- Born: 1 September 1948 (age 78) Moray, Scotland
- Occupations: Gamer; live streamer;
- Years active: 2017–present
- Known for: Oldest female Fortnite player

Twitch information
- Channel: grumpygran1948;
- Years active: 2017–present
- Genre: Gaming
- Game: Fortnite
- Followers: 25 thousand

= Cath Bowie =

Scottish gamer and live streamer (born 1948)

Cath Bowie (born 1 September 1948), known professionally as "grumpygran1948", is a Scottish gamer and live streamer known for playing the video game Fortnite. In September 2026, she got a world record from Guinness World Records for being the oldest female Fortnite player.

== Early life ==
Cath Bowie was born on 1 September 1948 in Moray, Scotland.

== Career ==
Bowie was first introduced to Fortnite in 2017 when she saw her grandson, Lewis, playing the game on his PlayStation 4. She said in an interview that she was "immediately hooked" upon seeing and playing it. After buying a console, she started streaming under the username grumpygran1948 on Twitch shortly after, reaching a viewership of over 24,000 followers. Her grandson said that he thought she wouldn't amass much of a following.

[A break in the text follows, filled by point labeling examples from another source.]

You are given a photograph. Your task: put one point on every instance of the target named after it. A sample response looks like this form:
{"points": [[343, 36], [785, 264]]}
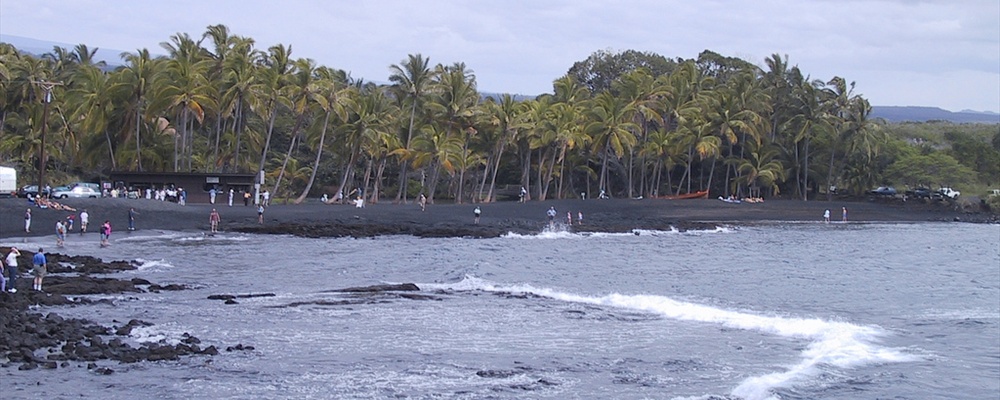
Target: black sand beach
{"points": [[24, 332], [315, 219]]}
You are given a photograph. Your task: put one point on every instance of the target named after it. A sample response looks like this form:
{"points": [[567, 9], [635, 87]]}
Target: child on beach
{"points": [[214, 219], [106, 234]]}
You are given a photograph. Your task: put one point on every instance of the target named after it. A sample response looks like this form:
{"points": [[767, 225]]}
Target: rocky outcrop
{"points": [[47, 340]]}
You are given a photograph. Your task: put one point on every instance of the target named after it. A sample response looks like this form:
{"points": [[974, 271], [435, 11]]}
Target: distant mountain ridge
{"points": [[889, 113], [924, 114]]}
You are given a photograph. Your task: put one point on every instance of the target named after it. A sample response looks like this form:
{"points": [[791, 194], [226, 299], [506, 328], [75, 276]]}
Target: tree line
{"points": [[630, 124]]}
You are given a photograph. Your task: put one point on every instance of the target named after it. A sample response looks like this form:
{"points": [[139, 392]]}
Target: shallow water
{"points": [[790, 311]]}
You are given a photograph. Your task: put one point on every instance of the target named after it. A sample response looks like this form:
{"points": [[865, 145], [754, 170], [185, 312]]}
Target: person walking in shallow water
{"points": [[12, 269], [40, 269], [131, 218], [213, 219], [84, 220]]}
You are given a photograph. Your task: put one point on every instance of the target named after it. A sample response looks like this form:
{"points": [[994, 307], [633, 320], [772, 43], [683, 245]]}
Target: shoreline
{"points": [[315, 219]]}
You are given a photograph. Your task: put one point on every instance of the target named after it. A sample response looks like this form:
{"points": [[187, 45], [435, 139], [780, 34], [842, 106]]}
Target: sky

Despite being an avid player of Fortnite, she has tried other games such as Mario Kart, FIFA, and Minecraft. In 2024, she played Fortnite with YouTuber SypherPK, which racked up half a million views. In October 2024, she was appointed the face of IKEA's gaming range in promotion for its Brannboll collection. In September 2026, she set a world record for being the oldest female Fortnite player; she will be featured in the Guinness World Records Gamer's Edition 2027.

== Personal life ==
As of 2025, Bowie is married to her husband and lives in Inverurie, Scotland.